Badgers' star tailback is healthy, and he's already tired of talking about it

CHICAGO—Senior tailback Anthony Davis sat at a table at Big Ten Media Day with a hand-written sign that proclaimed "NO ANKLE QUESTIONS."

The sign appeared toward the end of the two-hour long question-and-answer session with reporters but should probably have been there earlier.

"I should have put "No more ankle questions. I've already received about a million, catrillion," Davis said, adding that he probably should have put the sign up "after the first 500."

He is obviously exaggerating but not by much. Davis is trying to put the infamous ankle injury in the past. He has moved on but not everyone has followed suit.

"It's been getting a lot of attention. That's probably the most asked question," Davis said. "I've probably given the same answer a thousand times today."

His response when asked about the ankle that kept him out of action for most of the season is generally the same.

"It's behind me," he said. "I've been healthy for a long time and I've been working out in the offseason and I had a good offseason, just ready to rock and roll."

Perhaps he did not always slip the phrase "ready to rock and roll" into his answer but the message from him and his coaches is generally the same. He is fine.

"Yeah, he had a sprained ankle," offensive coordinator Brian White said in a recent interview. "It wasn't like he tore his knee up or anything. Ankles come back. They are hard to come back from in a season but, you know, he had a sprained ankle. A severely sprained ankle that affects your performance in that particular year but it's not going to hinder him. It didn't hinder him at all in the spring. He's fine."
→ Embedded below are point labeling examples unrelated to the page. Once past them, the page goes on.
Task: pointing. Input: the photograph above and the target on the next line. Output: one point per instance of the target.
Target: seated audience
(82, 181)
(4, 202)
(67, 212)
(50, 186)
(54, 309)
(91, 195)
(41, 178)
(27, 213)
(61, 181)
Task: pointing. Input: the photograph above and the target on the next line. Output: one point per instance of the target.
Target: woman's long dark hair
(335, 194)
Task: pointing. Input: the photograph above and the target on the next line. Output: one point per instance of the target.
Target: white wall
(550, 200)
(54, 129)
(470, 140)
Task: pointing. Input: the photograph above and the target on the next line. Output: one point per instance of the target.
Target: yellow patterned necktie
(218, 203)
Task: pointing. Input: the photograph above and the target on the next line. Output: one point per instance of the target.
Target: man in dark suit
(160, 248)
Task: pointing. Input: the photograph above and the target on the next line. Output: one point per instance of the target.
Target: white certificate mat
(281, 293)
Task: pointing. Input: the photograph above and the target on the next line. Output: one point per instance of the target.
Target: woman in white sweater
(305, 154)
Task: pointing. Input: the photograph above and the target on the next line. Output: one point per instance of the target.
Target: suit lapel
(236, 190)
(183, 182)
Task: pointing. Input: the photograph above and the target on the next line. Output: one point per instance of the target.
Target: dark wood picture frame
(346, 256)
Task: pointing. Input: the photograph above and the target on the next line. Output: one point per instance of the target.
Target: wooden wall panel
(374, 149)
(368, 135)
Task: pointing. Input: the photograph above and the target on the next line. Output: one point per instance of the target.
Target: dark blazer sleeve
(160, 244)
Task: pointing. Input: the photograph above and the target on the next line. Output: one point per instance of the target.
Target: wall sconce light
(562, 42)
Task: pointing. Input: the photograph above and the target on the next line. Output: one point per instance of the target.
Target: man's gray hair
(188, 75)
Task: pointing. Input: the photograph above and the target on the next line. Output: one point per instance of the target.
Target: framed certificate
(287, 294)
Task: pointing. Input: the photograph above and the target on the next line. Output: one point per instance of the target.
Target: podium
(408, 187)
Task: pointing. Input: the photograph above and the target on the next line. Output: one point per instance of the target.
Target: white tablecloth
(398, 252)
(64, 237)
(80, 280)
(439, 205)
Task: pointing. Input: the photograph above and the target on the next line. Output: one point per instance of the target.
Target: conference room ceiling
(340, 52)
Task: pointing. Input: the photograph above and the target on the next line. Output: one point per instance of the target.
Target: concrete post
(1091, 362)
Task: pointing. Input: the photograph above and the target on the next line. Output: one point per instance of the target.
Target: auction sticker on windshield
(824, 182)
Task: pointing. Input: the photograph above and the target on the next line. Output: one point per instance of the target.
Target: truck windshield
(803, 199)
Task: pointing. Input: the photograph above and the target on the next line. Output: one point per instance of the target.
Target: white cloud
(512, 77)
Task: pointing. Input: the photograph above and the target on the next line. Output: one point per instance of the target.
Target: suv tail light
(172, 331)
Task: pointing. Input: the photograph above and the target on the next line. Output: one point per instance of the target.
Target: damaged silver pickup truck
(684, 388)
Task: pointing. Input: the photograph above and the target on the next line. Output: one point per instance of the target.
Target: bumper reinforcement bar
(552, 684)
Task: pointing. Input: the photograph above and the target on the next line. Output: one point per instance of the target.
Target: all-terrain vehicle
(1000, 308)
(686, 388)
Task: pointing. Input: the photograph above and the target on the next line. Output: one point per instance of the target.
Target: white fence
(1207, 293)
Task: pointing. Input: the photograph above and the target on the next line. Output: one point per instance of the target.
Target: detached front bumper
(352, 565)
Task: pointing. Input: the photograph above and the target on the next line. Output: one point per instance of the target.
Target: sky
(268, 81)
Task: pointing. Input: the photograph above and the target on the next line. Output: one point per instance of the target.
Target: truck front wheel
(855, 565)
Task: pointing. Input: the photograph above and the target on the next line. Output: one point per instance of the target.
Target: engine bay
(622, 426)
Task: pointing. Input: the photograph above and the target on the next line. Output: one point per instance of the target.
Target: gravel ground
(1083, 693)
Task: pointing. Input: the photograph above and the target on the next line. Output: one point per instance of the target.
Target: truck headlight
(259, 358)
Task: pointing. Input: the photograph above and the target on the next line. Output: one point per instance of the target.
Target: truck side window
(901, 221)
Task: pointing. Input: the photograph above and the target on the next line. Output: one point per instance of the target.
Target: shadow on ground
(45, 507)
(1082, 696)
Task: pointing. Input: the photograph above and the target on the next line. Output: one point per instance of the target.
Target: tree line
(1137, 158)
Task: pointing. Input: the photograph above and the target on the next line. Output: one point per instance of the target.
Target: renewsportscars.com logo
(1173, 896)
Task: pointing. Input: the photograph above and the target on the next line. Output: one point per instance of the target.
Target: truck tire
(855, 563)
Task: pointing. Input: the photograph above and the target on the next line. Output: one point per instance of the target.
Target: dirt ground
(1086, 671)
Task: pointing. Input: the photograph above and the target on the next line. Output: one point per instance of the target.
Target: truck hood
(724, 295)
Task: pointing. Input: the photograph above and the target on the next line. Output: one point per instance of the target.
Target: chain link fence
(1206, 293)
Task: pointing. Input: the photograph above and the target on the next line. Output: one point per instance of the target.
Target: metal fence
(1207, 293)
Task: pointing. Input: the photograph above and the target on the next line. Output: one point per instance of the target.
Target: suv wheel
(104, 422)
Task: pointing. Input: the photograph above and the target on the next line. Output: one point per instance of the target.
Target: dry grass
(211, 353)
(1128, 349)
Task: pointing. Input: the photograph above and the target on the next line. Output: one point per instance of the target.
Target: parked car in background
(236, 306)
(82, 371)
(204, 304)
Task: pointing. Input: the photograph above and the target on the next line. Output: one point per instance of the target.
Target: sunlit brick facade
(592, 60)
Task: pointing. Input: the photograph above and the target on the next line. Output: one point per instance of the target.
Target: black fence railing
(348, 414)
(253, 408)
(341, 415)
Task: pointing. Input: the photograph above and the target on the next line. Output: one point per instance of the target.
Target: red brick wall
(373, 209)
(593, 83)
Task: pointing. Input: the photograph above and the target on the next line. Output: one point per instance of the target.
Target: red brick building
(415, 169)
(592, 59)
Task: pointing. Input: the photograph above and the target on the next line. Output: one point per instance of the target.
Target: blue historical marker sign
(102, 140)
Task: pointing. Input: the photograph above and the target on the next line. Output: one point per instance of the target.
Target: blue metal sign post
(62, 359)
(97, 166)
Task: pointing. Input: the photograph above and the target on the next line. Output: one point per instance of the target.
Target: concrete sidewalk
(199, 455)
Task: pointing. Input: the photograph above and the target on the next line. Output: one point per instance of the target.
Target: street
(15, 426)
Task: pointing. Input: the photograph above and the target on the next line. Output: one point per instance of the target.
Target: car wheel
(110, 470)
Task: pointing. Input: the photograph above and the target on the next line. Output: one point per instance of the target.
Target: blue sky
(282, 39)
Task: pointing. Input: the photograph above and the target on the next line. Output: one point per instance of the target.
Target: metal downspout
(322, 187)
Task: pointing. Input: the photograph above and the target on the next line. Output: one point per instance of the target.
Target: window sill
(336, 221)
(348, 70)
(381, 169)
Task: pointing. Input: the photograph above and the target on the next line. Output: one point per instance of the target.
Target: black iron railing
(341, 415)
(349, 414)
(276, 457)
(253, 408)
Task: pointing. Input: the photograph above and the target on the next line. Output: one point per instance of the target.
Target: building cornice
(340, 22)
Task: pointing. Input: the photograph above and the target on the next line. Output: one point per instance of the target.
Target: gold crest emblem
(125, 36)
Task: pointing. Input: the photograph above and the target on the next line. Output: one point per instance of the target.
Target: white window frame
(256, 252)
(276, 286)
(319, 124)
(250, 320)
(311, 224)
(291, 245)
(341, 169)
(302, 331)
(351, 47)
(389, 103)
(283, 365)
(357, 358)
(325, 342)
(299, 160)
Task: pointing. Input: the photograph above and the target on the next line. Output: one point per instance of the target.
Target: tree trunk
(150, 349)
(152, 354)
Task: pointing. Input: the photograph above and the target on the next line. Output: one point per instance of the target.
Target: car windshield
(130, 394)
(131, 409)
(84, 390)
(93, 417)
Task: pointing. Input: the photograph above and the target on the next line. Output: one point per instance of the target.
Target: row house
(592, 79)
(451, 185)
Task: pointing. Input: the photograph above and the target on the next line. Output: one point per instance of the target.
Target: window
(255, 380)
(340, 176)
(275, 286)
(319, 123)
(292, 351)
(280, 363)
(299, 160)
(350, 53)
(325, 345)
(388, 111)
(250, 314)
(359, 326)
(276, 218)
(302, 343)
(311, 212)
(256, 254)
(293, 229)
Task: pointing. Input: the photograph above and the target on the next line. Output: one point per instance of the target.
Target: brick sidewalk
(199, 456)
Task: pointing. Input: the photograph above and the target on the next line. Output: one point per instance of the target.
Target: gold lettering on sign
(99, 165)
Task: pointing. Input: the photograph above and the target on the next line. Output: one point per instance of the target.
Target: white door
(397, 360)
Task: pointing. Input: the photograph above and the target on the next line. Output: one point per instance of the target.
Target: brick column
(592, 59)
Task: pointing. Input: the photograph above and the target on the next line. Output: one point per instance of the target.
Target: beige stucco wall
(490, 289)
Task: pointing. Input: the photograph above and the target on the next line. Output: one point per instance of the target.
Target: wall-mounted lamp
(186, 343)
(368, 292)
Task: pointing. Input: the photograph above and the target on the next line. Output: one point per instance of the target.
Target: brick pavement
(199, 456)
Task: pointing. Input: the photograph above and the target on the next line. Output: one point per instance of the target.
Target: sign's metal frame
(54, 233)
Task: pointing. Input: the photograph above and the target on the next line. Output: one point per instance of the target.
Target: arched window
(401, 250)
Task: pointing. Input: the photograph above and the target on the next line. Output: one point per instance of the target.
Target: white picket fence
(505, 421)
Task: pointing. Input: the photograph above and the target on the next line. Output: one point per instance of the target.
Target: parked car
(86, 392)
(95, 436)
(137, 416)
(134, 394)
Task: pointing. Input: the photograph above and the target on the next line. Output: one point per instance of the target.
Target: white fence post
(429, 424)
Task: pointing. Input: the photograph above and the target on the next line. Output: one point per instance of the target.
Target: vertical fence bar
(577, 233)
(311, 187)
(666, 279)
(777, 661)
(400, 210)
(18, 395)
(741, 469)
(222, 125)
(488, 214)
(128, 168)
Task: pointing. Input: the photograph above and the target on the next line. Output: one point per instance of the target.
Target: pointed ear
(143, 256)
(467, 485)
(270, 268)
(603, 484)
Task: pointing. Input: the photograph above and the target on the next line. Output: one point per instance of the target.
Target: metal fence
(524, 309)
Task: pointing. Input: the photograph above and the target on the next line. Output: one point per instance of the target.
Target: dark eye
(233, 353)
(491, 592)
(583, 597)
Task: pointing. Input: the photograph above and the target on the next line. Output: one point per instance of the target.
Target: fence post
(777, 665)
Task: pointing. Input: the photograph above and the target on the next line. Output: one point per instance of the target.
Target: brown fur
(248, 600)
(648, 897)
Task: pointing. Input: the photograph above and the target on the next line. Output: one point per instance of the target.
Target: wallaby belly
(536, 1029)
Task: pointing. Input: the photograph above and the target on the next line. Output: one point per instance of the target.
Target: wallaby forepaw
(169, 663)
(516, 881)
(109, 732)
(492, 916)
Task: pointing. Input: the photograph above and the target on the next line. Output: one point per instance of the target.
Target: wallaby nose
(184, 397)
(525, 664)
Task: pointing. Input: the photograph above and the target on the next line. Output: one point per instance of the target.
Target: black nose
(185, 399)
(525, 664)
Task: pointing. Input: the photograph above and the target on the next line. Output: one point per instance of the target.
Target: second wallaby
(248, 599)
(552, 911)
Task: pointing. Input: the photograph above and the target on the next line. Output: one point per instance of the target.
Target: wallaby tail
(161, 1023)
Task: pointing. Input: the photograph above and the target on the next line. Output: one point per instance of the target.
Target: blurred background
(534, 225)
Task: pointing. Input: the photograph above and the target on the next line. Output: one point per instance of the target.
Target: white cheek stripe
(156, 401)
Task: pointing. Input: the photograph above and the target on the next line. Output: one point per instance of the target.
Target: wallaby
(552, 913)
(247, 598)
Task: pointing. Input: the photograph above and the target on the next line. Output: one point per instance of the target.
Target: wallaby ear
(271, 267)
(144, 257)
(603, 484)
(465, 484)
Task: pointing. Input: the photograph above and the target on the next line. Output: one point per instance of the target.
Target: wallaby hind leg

Davis spent the season either on the sidelines or fighting through the injury after initially injuring the ankle early in Wisconsin's third game of the season, against UNLV. Davis started eight games, though he played sparingly in four of them, and recorded 714 yards on 116 attempts. In the first two games of the season, he rushed for 414 yards; in his final six games, he only rushed for 300 yards.

"I think it just made him hesitate a little more because he was leery about putting himself in situations, making the cut that he's known for and just, when he's going down, he's just trying to protect himself from getting caught up," senior free safety Jim Leonhard said. "Any time, as a running back, when you're thinking about an ankle—it's the same thing as if you're having fumbling problems and you're thinking about the ball. It's going to slow you down and it's not going to be effective."

"He really never fully recovered throughout the season," Alvarez said, "but is recovered now. He's a special back. We've had a few good ones coming through Wisconsin and he's as fine a back as we've had. Home-run hitter, tough guy, will be a captain. Keeping him healthy will be very important in our success."

Alvarez said he plans to hand the ball to Davis on approximately a third of the snaps in each game and is not worried about the tailback getting fatigued.

"You'd like to put the ball in his hands in a typical game of 75 plays, you'd like to have the ball in his hands somehow at least 25 times," Alvarez said. "You want to keep him fresh. It's never been about being physical. His injury was a just a fluke with a helmet coming in just as he was planting, it hit him. It had nothing to do with being tired, with not being physical enough or anything like that. It was just something that happens in football."